Surabaya || Radarpost.id
Jumat (29/8/2025) sore hingga malam, jantung Kota Surabaya berdenyut lebih kencang dari biasanya. Bau gas air mata bercampur asap motor terbakar membumbung di sekitar Gedung Negara Grahadi. Di jalan-jalan utama, batu dan pecahan kaca berserakan. Kota pahlawan mendadak mencekam.
Semua bermula dari tragedi yang mengguncang Jakarta sehari sebelumnya. Affan Kurniawan, seorang driver ojek online, meninggal dunia usai terlindas kendaraan taktis Brimob pada Kamis malam. Kabar itu menjalar cepat ke berbagai daerah, termasuk Surabaya. Rasa duka bercampur marah pecah menjadi aksi demonstrasi.

Dari Orasi ke Ledakan Amarah
Menjelang sore, ratusan orang berkumpul di depan Gedung Negara Grahadi. Mereka datang dengan spanduk dan teriakan protes. Namun, tak semua dari mereka adalah driver ojol. Sosok-sosok berpakaian hitam, yang disebut massa penyusup, turut meramaikan barisan.
Awalnya hanya orasi. Namun perlahan, suasana berubah. Pagar gedung didorong, botol dan batu beterbangan, hingga molotov dilemparkan. Api menjilat deretan motor yang terparkir di dalam halaman Grahadi. Dalam hitungan menit, 24 motor ludes terbakar. Massa tak berhenti di situ—motor-motor di pinggir jalan ikut dibakar. Surabaya seakan berkobar.

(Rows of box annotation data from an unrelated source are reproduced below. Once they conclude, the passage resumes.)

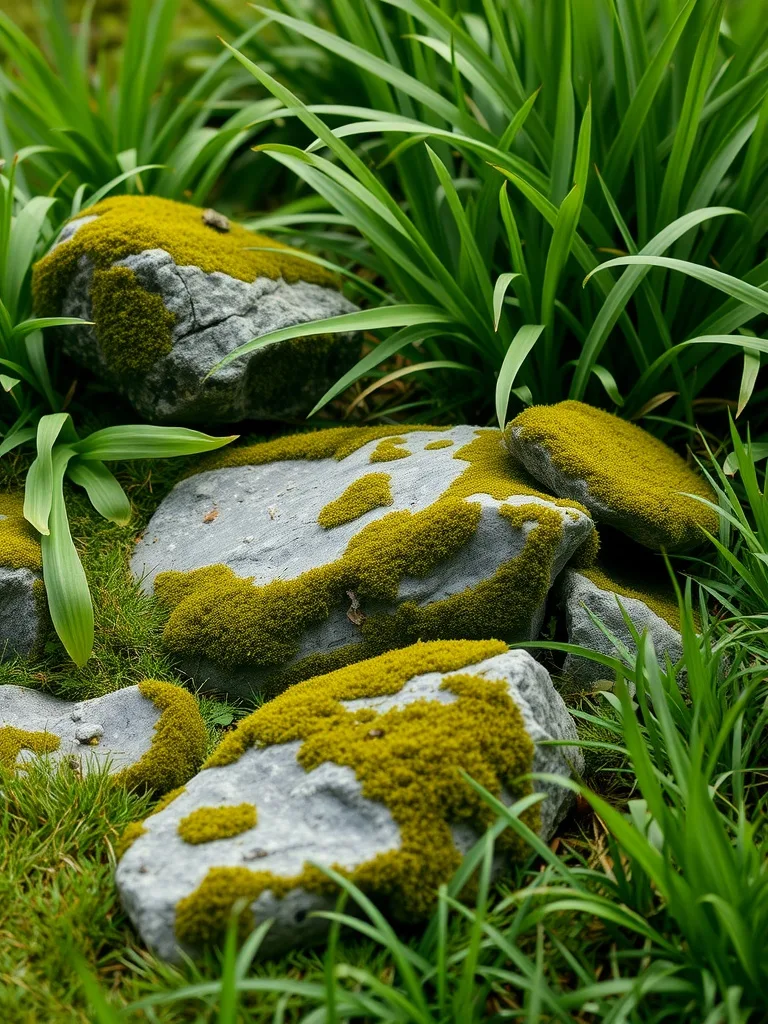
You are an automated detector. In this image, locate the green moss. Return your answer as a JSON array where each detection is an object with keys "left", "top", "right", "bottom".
[
  {"left": 317, "top": 473, "right": 394, "bottom": 529},
  {"left": 0, "top": 725, "right": 61, "bottom": 768},
  {"left": 579, "top": 565, "right": 680, "bottom": 631},
  {"left": 369, "top": 437, "right": 411, "bottom": 462},
  {"left": 0, "top": 494, "right": 43, "bottom": 572},
  {"left": 155, "top": 428, "right": 597, "bottom": 692},
  {"left": 115, "top": 679, "right": 207, "bottom": 794},
  {"left": 91, "top": 266, "right": 176, "bottom": 373},
  {"left": 176, "top": 641, "right": 538, "bottom": 943},
  {"left": 508, "top": 401, "right": 718, "bottom": 549},
  {"left": 33, "top": 196, "right": 338, "bottom": 379},
  {"left": 177, "top": 804, "right": 257, "bottom": 846}
]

Polisi Hadapi Massa, Kota Jadi Medan Ricuh
Polisi yang berjaga berupaya memukul mundur massa dengan water cannon dan gas air mata. Tapi massa tak kunjung surut. Batu terus dilemparkan, teriakan kemarahan bergema. Saat gas air mata ditembakkan lebih banyak, barulah massa kocar-kacir, menyebar ke jantung kota.
Dari Jalan Pemuda, Bambu Runcing, hingga Basuki Rahmat, jejak ricuh menyebar. Di depan Polsek Tegalsari, amarah kembali memuncak. Batu menghantam kaca jendela, dinding dipenuhi coretan vandalisme, tenda-tenda di halaman mapolsek dirusak. Bahkan sepeda angin yang ada di area kantor polisi pun tak luput jadi sasaran.

Api di Pos Polisi
Tak cukup di Tegalsari, aksi merembet ke pos-pos polisi. Dari Karapan Sapi, Taman Bungkul, hingga Kebun Binatang Surabaya (KBS), pos polisi dibakar massa. Api merah menyala di beberapa titik kota, mengoyak malam Surabaya yang biasanya penuh cahaya lampu jalan.

Malam Panjang di Surabaya
Menjelang tengah malam, massa masih terpantau di sekitar Jalan Darmo. Identitas mereka belum jelas. Namun satu hal pasti, Surabaya belum benar-benar tenang. Di Markas Polda Jatim, ratusan personel bersiaga, barisan tameng berlapis, mengantisipasi gelombang berikutnya.